Example 1 A 0.95 cm single-screw extruder adapted with an 8-hole spinner was used to weave monofilaments based on 100 percent thermoplastic hydroxy-functional polyether. The melting temperature was 200 ° C. fibers were wound onto coils without additional stretching.

Example 2 Two component fibers containing polypropylene were woven as the core and a polyether functionalized with thermoplastic hydroxy as the shell. Two single screw extruders were used, one feeding the polypropylene and the other feeding the polyether functionalized with thermoplastic hydroxy. The extruders fed the fused polymers (the melting temperature was 200 ° C) to a spinner of 288 holes where the two-component fibers were woven. Fibers were woven with ratios of polypropylene: polyether functionalized with thermoplastic hydroxy 90:10, 80:20, 70:30, 40:60 and 50:50. The fibers were also stretched after leaving the spinner using extenders rollers and then removing them in the bobbins.

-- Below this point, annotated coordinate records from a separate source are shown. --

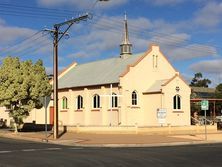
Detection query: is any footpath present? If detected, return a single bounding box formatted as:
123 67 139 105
0 129 222 147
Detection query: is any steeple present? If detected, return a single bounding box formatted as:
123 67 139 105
120 13 132 58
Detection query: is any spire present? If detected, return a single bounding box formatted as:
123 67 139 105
120 13 132 58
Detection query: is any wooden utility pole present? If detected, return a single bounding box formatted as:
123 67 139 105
44 14 91 139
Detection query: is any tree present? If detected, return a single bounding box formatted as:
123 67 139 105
190 72 211 88
0 57 51 132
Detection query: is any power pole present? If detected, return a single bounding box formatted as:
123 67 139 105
45 14 91 139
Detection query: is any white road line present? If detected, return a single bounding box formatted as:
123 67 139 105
21 149 36 152
69 147 83 150
0 151 12 154
43 148 62 150
21 148 61 152
0 147 62 154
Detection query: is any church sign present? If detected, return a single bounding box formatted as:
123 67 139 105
201 100 209 110
157 108 166 124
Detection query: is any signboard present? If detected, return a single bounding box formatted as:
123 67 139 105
157 108 166 124
201 100 209 110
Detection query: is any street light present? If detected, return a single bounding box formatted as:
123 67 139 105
49 0 109 139
91 0 110 9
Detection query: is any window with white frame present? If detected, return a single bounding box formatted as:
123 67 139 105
132 91 138 106
173 95 181 110
93 94 100 108
112 93 118 108
62 97 68 109
76 95 83 110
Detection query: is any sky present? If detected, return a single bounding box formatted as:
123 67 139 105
0 0 222 87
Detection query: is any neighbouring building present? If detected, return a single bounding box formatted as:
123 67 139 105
0 15 191 126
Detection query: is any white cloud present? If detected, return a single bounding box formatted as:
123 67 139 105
61 16 217 61
38 0 128 9
189 59 222 74
194 1 222 27
0 19 52 60
168 44 217 60
144 0 185 6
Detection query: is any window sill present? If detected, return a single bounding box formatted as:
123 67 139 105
75 109 83 112
108 108 119 111
173 110 184 113
91 109 100 112
130 106 140 109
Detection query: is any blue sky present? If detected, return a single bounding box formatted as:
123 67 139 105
0 0 222 86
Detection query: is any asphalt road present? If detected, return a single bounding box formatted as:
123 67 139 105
0 138 222 167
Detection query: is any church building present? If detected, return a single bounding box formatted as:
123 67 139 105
0 15 191 126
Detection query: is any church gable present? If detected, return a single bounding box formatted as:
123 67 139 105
120 45 178 91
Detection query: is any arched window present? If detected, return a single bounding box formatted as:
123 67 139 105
93 94 100 108
77 95 83 110
173 95 181 110
112 93 118 108
62 97 68 109
132 91 138 106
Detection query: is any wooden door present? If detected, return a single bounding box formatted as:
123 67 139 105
49 106 54 125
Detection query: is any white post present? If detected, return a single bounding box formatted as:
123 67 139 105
100 84 122 126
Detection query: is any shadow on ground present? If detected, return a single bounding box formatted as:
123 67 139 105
19 123 53 132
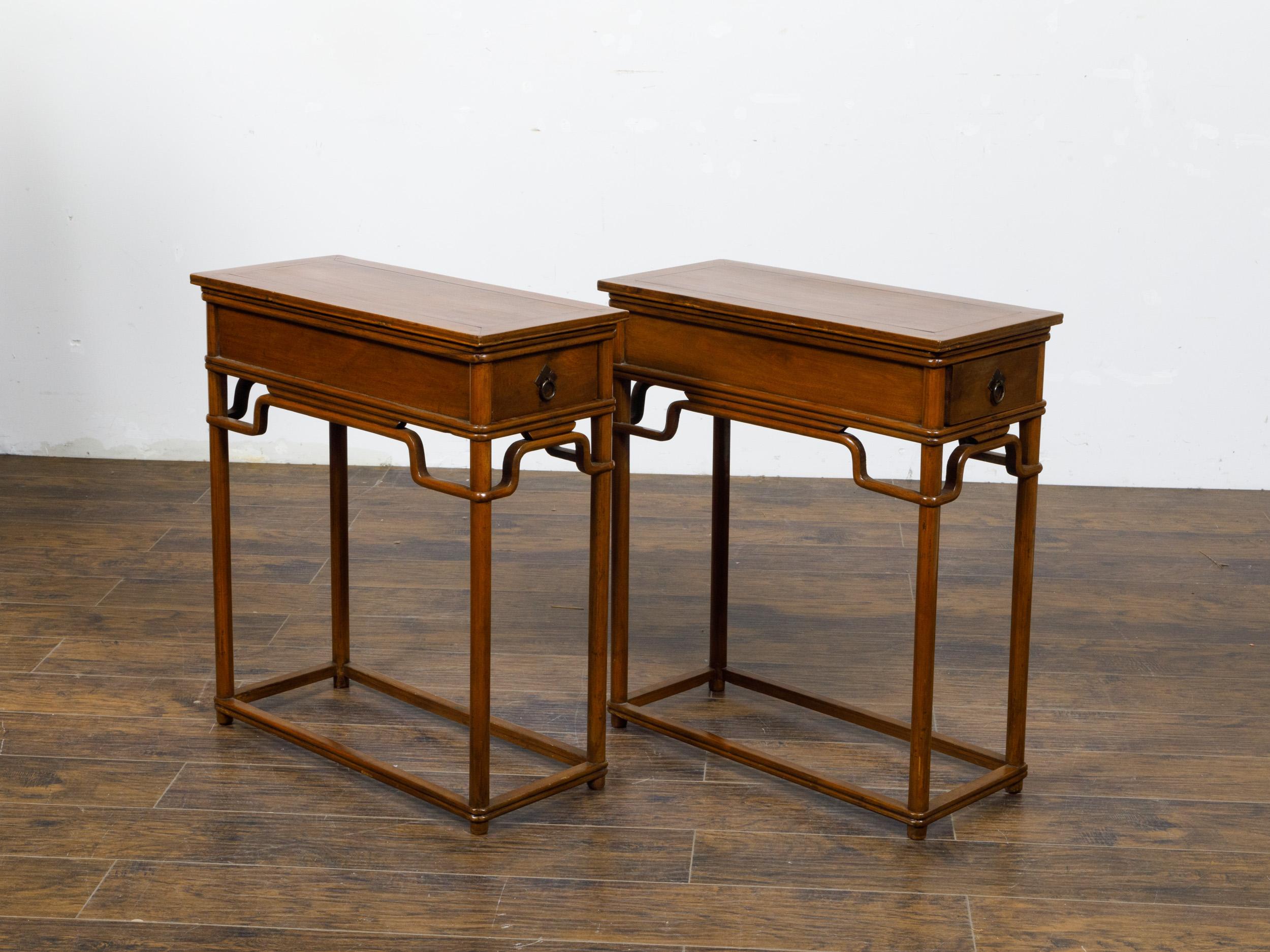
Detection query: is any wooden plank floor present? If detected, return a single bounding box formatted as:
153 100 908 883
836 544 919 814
0 457 1270 952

Example 3 A poly (hydroxy amino ether) polyether amine (derived from the reaction of diglycidyl ether of bisphenol A and ethanolamide) and a polypropylene were woven into two-component fibers. He p or I i (h i d roxi amino ether) had an IFF (melt flow index) of 8 to 230 ° C using a weight of 2.16 kg. The polypropylene source was a 35 IFF Pro-fax ™ PF635 polypropylene from Montell. This dewatered / core two component fiber was produced under the conditions mentioned in Table I. Table I Example 4 A two-component cover / polypropylene core fiber of 30/70 w / w (w / w) of poly (hydroxy amino) ether (derived from the reaction of diglycidyl ether of bisphenol A and ethanolamide) was treated in a Tech Tex texturing unit to impart a ripple. This equipment uses the stiffness box method for texturing. The textured yarn was cut into the discontinuous 5 cm long fiber in an Ace Strip cutter. Model C-75. After the curling and discontinuous cutting operations, the fiber was opened in a microdenier metal card with 30.5 cm width in batches of 30 grams. The open fiber was then used to produce a set on a sample card line. This carding set was basted in a James Hunter Fiber Basting machine to give a spun fabric with resultant needles.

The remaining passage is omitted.